En vingt ans, le rythme du réchauffement des océans a presque doublé

La biodiversitédossier
Un rapport de l’observatoire européen Copernicus publié ce lundi 30 septembre met en évidence la surchauffe des mers du monde. Un constat aux conséquences dévastatrices pour la biodiversité et le climat terrestre.
Au large de la Loire-Atlantique. (Jacques Loic/Photononstop.Getty Images)
publié le 30 septembre 2024 à 15h19

Les experts s’en doutaient, c’est désormais officiel : le rythme de réchauffement des océans a presque doublé depuis 2005, selon un rapport du «Copernicus Marine Service», du programme européen d’observation de la Terre Copernicus, publié ce lundi 30 septembre. Le document atteste également que plus d’un cinquième de la surface océanique mondiale a connu une vague de chaleur sévère en 2023. Ces travaux viennent consolider les rapports du Giec. En 2019, ces spécialistes du climat mandatés par l’ONU estimaient «probable» que le rythme de réchauffement des océans ait «plus que doublé depuis 1993». Un cataclysme qui engendre des phénomènes météorologiques extrêmes et qui consume la biodiversité marine.

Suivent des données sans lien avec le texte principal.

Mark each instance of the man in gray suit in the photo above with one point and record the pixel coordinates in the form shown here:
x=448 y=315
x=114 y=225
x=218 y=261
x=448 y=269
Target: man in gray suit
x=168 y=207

«Le réchauffement de l’océan peut être considéré comme notre sentinelle du réchauffement climatique. Il n’a cessé d’augmenter depuis les années 60», a souligné au cours d’une visioconférence Karina von Schuckmann, océanographe chez Mercator Ocean International, en présentant le 8e rapport sur l’état des océans de Copernicus. D’après ces recherches, les océans se réchauffent de 1,05 watt par m² depuis 2005, contre 0,58 watt par m² dans les décennies précédentes.

Absorption de 90% de l’excès de chaleur

Ce réchauffement est lié à un phénomène bien connu : les océans absorbent la chaleur émise par les activités humaines. Ainsi, depuis 1970, les mers du monde ont absorbé «plus de 90% de l’excès de chaleur du système climatique», provoqué par les émissions massives de gaz à effet de serre par l’humanité, explique le Giec. Les océans, qui recouvrent 70% de la surface du globe, sont un régulateur majeur du climat terrestre. Des eaux plus chaudes entraînent des ouragans et des tempêtes plus violentes, avec leur cortège de destructions et d’inondations.

Ce réchauffement s’accompagne également d’une multiplication des canicules marines. Ainsi, 22% des océans ont connu au moins une vague de chaleur sévère ou extrême en 2023. Plus étendues géographiquement, ces vagues de chaleur marines ont aussi tendance à devenir plus intenses et plus longues, avec une durée maximale annuelle moyenne qui a doublé depuis 2008, passant de vingt à quarante jours.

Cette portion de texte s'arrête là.